Study says cuts to Illinois home health care lead to rising costs elsewhere
SPRINGFIELD — Illinois Gov. Pat Quinn wants to cut $11 million in Medicaid spending on home health care and, according to a new study, the move could lead to higher costs in nursing homes and hospitals.
The Chicago-based Health and Medicine Policy Research Group, a health-care policy nonprofit, found that other states that cut funding for home-based services, such as Hospice, saw costs rise for hospitalization and nursing homes.

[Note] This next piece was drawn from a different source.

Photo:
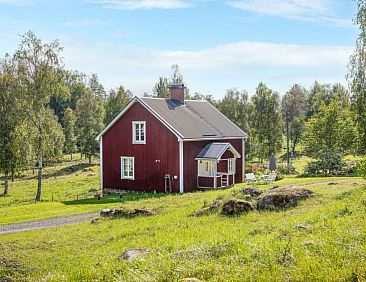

The group scoured national studies and data on spending for Medicaid home services and spending on nursing homes and hospitalization for elderly patients. In Michigan, the group found, after home-care waivers were cut, spending on nursing homes and emergency hospitalization increased.
“Home care stretches dollars,” said Lisa Hardcastle, president of the Illinois HomeCare and Hospice Council, an association of home-care providers, which commissioned the study. “It is a service that can help more people for less money.”
The study comes amid the governor’s efforts to find $2.7 billion to plug shortfalls for Medicaid, a federal-state health care program for low-income residents, and a larger battle among lawmakers and interest groups over next year’s budget.
It also highlights a looming challenge for the state health-care system — health care for the elderly. Within a decade the number of retired Illinoisans, now about 2.3 million, is expected to grow to 3 million, according to the study.